Grand Canonical Flat Histogram Simulation of TraPPE alkanes

Flat-histogram simulation of TraPPE alkanes in the grand canonical ensemble.

import argparse
import numpy as np
import pandas as pd
import matplotlib.pyplot as plt
from pyfeasst import fstio
from pyfeasst import physical_constants
from pyfeasst import macrostate_distribution

# Parse arguments from command line or change their default values.
PARSER = argparse.ArgumentParser(formatter_class=argparse.ArgumentDefaultsHelpFormatter)
PARSER.add_argument('--feasst_install', type=str, default='../../../build/',
                    help='FEASST install directory (e.g., the path to build)')
PARSER.add_argument('--fstprt', type=str, default='/feasst/particle/n-octane.fstprt',
#PARSER.add_argument('--fstprt', type=str, default='/feasst/particle/n-butane.fstprt',
                    help='FEASST particle definition')
PARSER.add_argument('--temperature', type=float, default=350, help='temperature in Kelvin')
PARSER.add_argument('--beta_mu', type=float, default=-6, help='beta time chemical potential')
PARSER.add_argument('--cutoff', type=float, default=12, help='real space cutoff distance')
PARSER.add_argument('--max_particles', type=int, default=485, help='maximum number of particles')
PARSER.add_argument('--min_particles', type=int, default=0, help='minimum number of particles')
PARSER.add_argument('--min_particles_second_window', type=int, default=50, help='minimum number of particles in the second window')
PARSER.add_argument('--min_sweeps', type=int, default=2,
                    help='Minimum number of sweeps defined in')
PARSER.add_argument('--cubic_side_length', type=float, default=45,
                    help='cubic periodic boundary length')
PARSER.add_argument('--trials_per_iteration', type=int, default=int(1e6),
                    help='like cycles, but not necessary num_particles')
PARSER.add_argument('--equilibration_iterations', type=int, default=0,
                    help='number of iterations for equilibration')
PARSER.add_argument('--hours_checkpoint', type=float, default=0.2, help='hours per checkpoint')
PARSER.add_argument('--hours_terminate', type=float, default=1, help='hours until termination')
PARSER.add_argument('--procs_per_node', type=int, default=32, help='number of processors')
PARSER.add_argument('--run_type', '-r', type=int, default=0,
                    help='0: run, 1: submit to queue, 2: post-process')
PARSER.add_argument('--seed', type=int, default=-1,
                    help='Random number generator seed. If -1, assign random seed to each sim.')
PARSER.add_argument('--max_restarts', type=int, default=10, help='Number of restarts in queue')
PARSER.add_argument('--num_nodes', type=int, default=1, help='Number of nodes in queue')
PARSER.add_argument('--scratch', type=str, default=None,
                    help='Optionally write scheduled job to scratch/logname/jobid.')
PARSER.add_argument('--node', type=int, default=0, help='node ID')
PARSER.add_argument('--queue_id', type=int, default=-1, help='If != -1, read args from file')
PARSER.add_argument('--queue_task', type=int, default=0, help='If > 0, restart from checkpoint')
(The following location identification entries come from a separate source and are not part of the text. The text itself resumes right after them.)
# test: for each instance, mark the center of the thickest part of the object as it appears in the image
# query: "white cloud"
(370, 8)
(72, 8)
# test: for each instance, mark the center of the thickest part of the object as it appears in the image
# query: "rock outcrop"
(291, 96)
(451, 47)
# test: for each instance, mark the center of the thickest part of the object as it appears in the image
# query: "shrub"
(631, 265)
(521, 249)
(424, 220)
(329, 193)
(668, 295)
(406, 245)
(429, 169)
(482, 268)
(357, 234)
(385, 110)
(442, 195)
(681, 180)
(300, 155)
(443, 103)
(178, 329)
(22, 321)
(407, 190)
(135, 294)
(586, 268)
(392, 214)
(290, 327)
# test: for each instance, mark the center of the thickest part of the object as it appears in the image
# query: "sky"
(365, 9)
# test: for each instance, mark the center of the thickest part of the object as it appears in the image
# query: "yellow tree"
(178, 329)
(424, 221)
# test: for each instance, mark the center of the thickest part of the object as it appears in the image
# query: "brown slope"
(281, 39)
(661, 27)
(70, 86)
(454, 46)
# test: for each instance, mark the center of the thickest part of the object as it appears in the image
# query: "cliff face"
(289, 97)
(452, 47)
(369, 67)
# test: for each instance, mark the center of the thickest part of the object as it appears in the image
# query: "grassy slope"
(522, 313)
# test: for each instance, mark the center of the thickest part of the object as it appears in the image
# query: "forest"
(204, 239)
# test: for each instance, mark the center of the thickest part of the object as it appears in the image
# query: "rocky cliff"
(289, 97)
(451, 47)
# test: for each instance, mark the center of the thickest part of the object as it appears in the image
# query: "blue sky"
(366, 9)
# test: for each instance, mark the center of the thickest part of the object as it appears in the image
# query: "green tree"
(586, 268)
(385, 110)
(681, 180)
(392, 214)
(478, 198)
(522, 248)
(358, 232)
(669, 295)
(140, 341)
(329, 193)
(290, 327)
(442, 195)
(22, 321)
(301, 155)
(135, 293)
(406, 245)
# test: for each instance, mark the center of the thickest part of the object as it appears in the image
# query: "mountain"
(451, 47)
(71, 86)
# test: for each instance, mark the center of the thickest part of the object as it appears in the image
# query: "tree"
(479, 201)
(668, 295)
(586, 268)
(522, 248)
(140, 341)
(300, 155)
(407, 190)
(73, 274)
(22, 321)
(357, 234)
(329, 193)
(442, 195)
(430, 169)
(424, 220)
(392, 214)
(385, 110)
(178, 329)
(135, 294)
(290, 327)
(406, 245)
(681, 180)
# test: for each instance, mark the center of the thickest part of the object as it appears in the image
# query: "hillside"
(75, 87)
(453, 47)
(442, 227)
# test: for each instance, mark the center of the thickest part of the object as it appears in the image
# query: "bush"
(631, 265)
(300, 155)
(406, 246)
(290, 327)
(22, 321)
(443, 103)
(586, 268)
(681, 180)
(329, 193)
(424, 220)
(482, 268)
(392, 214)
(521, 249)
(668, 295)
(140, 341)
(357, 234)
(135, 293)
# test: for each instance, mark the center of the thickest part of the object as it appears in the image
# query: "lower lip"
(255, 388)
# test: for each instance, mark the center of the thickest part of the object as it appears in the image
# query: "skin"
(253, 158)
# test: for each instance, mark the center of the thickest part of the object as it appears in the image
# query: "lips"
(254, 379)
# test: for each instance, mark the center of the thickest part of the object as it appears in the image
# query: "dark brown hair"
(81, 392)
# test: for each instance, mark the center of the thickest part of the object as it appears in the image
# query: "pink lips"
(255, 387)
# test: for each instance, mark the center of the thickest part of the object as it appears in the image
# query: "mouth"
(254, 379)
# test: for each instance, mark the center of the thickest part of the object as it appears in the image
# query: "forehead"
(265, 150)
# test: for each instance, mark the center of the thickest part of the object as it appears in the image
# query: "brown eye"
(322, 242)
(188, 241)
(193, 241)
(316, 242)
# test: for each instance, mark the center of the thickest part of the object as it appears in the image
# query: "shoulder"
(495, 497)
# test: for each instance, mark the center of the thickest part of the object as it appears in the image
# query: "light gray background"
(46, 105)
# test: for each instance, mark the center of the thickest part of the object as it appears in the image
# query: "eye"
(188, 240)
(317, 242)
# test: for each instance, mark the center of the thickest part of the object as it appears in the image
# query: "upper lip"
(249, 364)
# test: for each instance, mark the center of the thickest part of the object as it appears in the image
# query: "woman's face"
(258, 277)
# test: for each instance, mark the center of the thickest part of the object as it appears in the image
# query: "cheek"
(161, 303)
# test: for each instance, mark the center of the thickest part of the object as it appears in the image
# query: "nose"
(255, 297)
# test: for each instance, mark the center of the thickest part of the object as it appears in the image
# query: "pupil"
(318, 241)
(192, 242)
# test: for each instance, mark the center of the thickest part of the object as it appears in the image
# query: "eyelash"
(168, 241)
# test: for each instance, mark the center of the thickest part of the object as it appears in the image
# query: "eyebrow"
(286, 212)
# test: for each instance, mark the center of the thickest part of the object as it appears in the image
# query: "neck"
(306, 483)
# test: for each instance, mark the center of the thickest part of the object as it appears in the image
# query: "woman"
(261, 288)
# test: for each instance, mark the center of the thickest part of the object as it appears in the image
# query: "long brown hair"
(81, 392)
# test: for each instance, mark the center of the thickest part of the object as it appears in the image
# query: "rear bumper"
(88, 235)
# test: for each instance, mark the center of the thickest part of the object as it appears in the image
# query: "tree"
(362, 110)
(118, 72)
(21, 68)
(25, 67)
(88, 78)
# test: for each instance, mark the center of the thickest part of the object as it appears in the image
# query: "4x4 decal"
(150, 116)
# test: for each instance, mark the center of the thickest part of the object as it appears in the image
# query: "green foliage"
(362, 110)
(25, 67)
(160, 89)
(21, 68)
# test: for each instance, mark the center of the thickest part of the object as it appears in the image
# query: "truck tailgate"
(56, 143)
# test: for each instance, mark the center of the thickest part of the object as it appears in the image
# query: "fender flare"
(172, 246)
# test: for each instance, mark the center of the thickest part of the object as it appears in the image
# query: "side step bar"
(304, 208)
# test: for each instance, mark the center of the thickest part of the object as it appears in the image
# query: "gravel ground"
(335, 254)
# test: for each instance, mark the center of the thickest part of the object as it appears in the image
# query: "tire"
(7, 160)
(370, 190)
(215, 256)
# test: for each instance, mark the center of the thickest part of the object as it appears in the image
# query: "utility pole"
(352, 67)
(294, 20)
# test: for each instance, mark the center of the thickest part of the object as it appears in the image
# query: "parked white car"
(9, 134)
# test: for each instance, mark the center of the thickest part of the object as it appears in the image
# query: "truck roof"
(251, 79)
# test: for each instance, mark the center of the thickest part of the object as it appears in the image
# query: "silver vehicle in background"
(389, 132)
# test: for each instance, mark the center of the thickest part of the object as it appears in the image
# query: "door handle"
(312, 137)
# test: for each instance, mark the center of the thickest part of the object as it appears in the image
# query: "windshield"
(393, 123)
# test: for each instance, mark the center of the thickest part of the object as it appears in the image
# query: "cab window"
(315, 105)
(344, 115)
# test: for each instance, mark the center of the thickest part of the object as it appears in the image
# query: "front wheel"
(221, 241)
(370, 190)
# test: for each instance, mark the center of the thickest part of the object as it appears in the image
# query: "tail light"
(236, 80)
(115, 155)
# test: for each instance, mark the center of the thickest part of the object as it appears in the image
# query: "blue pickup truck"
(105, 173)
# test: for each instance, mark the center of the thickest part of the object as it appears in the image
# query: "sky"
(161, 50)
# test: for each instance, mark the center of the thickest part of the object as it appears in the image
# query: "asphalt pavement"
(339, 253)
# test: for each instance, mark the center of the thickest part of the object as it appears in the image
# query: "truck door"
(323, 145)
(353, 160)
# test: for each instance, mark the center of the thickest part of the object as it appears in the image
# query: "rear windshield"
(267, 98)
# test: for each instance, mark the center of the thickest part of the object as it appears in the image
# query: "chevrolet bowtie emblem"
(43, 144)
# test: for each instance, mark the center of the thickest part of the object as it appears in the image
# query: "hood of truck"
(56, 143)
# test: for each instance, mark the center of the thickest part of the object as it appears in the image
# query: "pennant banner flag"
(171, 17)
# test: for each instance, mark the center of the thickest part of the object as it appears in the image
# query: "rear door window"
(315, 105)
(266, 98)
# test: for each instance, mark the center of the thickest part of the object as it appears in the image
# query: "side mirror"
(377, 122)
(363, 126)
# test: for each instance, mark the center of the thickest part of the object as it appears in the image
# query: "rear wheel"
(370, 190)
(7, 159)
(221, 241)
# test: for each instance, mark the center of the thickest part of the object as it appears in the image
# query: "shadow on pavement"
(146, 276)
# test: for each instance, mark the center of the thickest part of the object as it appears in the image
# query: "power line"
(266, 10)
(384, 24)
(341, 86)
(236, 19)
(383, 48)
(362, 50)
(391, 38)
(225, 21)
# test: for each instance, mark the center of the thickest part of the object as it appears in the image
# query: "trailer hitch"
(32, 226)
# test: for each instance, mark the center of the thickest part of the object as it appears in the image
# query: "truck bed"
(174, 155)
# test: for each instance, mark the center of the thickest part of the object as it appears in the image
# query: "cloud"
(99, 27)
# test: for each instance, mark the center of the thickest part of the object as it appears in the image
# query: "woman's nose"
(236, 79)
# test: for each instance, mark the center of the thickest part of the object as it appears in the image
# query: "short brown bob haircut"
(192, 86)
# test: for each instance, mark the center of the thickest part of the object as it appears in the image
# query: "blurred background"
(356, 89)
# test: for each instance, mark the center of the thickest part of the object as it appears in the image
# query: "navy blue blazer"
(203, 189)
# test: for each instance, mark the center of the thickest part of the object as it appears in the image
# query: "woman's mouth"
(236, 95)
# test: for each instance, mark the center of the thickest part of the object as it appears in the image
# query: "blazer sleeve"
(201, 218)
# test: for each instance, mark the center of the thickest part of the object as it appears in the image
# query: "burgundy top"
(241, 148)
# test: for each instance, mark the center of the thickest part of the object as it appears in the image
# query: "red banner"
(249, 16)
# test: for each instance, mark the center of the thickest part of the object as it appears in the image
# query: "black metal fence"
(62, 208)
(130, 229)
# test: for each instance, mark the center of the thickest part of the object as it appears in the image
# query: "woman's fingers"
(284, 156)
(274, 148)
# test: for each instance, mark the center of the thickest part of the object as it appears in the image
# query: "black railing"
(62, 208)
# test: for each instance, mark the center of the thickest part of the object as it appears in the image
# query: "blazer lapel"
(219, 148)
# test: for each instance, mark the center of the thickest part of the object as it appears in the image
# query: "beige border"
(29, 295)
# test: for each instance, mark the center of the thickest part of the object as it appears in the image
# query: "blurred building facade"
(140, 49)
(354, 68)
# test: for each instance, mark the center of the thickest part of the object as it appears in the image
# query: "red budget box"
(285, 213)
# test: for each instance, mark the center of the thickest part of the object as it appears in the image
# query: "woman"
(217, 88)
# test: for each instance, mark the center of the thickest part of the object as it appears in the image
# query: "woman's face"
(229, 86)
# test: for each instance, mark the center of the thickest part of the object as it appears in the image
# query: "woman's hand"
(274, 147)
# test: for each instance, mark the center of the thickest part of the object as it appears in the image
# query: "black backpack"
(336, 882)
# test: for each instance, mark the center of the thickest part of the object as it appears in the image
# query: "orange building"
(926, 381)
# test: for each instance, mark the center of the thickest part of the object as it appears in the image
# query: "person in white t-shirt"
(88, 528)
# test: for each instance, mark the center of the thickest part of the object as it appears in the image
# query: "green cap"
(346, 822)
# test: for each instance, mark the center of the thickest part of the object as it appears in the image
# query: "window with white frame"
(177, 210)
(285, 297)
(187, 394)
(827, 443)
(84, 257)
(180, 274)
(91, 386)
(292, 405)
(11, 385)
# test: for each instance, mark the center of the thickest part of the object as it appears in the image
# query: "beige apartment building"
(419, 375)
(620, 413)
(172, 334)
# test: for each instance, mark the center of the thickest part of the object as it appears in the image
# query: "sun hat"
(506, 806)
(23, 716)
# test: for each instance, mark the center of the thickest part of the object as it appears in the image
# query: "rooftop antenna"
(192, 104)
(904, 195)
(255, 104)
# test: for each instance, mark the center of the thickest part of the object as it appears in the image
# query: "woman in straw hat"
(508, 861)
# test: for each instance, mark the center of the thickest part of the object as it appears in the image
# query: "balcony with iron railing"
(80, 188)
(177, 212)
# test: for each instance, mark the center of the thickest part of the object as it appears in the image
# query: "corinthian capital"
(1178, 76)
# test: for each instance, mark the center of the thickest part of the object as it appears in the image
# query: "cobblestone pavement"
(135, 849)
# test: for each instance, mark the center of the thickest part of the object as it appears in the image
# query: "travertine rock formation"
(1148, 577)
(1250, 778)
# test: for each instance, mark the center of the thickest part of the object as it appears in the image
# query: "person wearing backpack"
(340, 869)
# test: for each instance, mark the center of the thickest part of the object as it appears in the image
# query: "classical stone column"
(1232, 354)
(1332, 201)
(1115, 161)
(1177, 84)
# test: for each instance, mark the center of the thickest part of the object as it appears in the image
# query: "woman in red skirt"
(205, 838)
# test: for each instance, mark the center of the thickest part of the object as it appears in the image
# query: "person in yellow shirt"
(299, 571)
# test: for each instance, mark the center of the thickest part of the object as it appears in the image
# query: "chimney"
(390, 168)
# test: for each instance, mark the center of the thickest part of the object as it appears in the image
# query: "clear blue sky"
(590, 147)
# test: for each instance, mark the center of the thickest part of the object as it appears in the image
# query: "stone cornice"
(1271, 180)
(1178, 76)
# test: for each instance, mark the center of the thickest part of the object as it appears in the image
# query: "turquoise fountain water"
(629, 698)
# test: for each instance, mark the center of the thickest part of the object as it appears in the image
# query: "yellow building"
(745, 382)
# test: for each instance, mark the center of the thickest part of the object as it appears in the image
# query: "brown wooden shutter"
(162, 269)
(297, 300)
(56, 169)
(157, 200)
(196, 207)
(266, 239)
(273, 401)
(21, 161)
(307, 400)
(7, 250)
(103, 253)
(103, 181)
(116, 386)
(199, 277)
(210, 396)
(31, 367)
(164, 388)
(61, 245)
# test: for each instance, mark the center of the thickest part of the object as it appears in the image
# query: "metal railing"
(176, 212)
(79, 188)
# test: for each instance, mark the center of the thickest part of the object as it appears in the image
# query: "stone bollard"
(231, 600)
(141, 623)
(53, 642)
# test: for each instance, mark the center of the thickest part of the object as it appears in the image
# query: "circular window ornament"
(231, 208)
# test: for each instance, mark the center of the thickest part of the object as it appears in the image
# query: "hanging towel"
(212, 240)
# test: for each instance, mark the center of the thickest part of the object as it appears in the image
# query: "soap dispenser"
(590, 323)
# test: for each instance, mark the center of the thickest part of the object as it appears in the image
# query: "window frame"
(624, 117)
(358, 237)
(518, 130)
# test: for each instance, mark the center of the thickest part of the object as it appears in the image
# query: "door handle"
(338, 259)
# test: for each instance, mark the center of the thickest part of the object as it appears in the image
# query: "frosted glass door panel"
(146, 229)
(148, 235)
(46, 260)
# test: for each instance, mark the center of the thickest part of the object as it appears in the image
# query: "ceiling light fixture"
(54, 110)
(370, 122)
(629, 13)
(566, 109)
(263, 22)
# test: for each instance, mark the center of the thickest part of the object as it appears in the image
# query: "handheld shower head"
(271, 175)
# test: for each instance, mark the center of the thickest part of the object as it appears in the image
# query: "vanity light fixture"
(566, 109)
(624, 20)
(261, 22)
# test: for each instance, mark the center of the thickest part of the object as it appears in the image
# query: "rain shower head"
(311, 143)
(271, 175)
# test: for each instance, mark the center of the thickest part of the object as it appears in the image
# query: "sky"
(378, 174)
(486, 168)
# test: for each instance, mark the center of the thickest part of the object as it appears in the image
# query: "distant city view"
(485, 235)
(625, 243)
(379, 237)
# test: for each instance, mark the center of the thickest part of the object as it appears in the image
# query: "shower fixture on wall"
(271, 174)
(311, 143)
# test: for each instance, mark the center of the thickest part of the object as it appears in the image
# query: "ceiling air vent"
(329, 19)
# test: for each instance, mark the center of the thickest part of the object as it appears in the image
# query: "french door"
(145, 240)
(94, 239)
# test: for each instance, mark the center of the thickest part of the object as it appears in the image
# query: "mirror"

# Convert arguments into a parameter dictionary, and add argument-dependent parameters.
ARGS, UNKNOWN_ARGS = PARSER.parse_known_args()
assert len(UNKNOWN_ARGS) == 0, 'An unknown argument was included: '+str(UNKNOWN_ARGS)
PARAMS['script'] = __file__
PARAMS['prefix'] = 'trappe'
PARAMS['sim_id_file'] = PARAMS['prefix']+ '_sim_ids.txt'
PARAMS['minutes'] = int(PARAMS['hours_terminate']*60) # minutes allocated on queue
PARAMS['hours_terminate'] = 0.95*PARAMS['hours_terminate'] - 0.05 # terminate FEASST before SLURM
PARAMS['hours_terminate'] *= PARAMS['procs_per_node'] # real time -> cpu time
PARAMS['hours_checkpoint'] *= PARAMS['procs_per_node']
PARAMS['num_sims'] = PARAMS['num_nodes']
PARAMS['procs_per_sim'] = PARAMS['procs_per_node']
PARAMS['beta'] = 1./(PARAMS['temperature']*physical_constants.MolarGasConstant().value()/1e3) # mol/kJ
PARAMS['mu'] = PARAMS['beta_mu']/PARAMS['beta']
PARAMS['dccb_cut'] = 4.
PARAMS['dccb_cut'] = PARAMS['cubic_side_length']/int(PARAMS['cubic_side_length']/PARAMS['dccb_cut']) # maximize inside box
if 'n-butane' in PARAMS['fstprt']:
    PARAMS['num_sites'] = 4
    PARAMS['molecular_weight'] = 58.12
elif 'n-octane' in PARAMS['fstprt']:
    PARAMS['num_sites'] = 8
    PARAMS['molecular_weight'] = 114.23
    assert False, "input new num_sites and molecular_weight into PARMS"
PARAMS['last_site'] = PARAMS['num_sites'] - 1

def write_partial(f, bond, angle, dihedral, params):
    if params['num_sites'] == 2:
    elif params['num_sites'] == 3:
    elif params['num_sites'] > 3:
        print('unrecognized num_sites', params['num_sites'])
        assert False

# write TrialGrowFile to include grand canonical ensemble growth and canonica ensemble reptations
def write_grow_file(filename, params, gce):
    with open(filename, 'w') as f:
        for inv in [True, False]:
            for trial_type in range(3+int(params['num_sites']/2)): # 0: reptate, 1: full regrow, 2+: partial regrow
            #for trial_type in [0, 1, 2]: # 0: reptate, 1: full regrow, 2: partial regrow
                for site in range(params['num_sites']):
                    for i in range(4):
                        sign = -1
                        #if (trial_type == 0 or trial_type == 2) and site != params['num_sites'] - 1:
                        if trial_type == 0 and site != params['num_sites'] - 1:
                            sign = 1
                        params['site'+str(i)] = site + sign*i
                        if inv:
                            params['site'+str(i)] = params['num_sites'] - site - 1 - sign*i
                    bond = """bond true mobile_site {site0} anchor_site {site1} num_steps 4 reference_index 0\n""".format(**params)
                    angle = """angle true mobile_site {site0} anchor_site {site1} anchor_site2 {site2} num_steps 4 reference_index 0\n""".format(**params)
                    dihedral = """dihedral true mobile_site {site0} anchor_site {site1} anchor_site2 {site2} anchor_site3 {site3} num_steps 4 reference_index 0\n""".format(**params)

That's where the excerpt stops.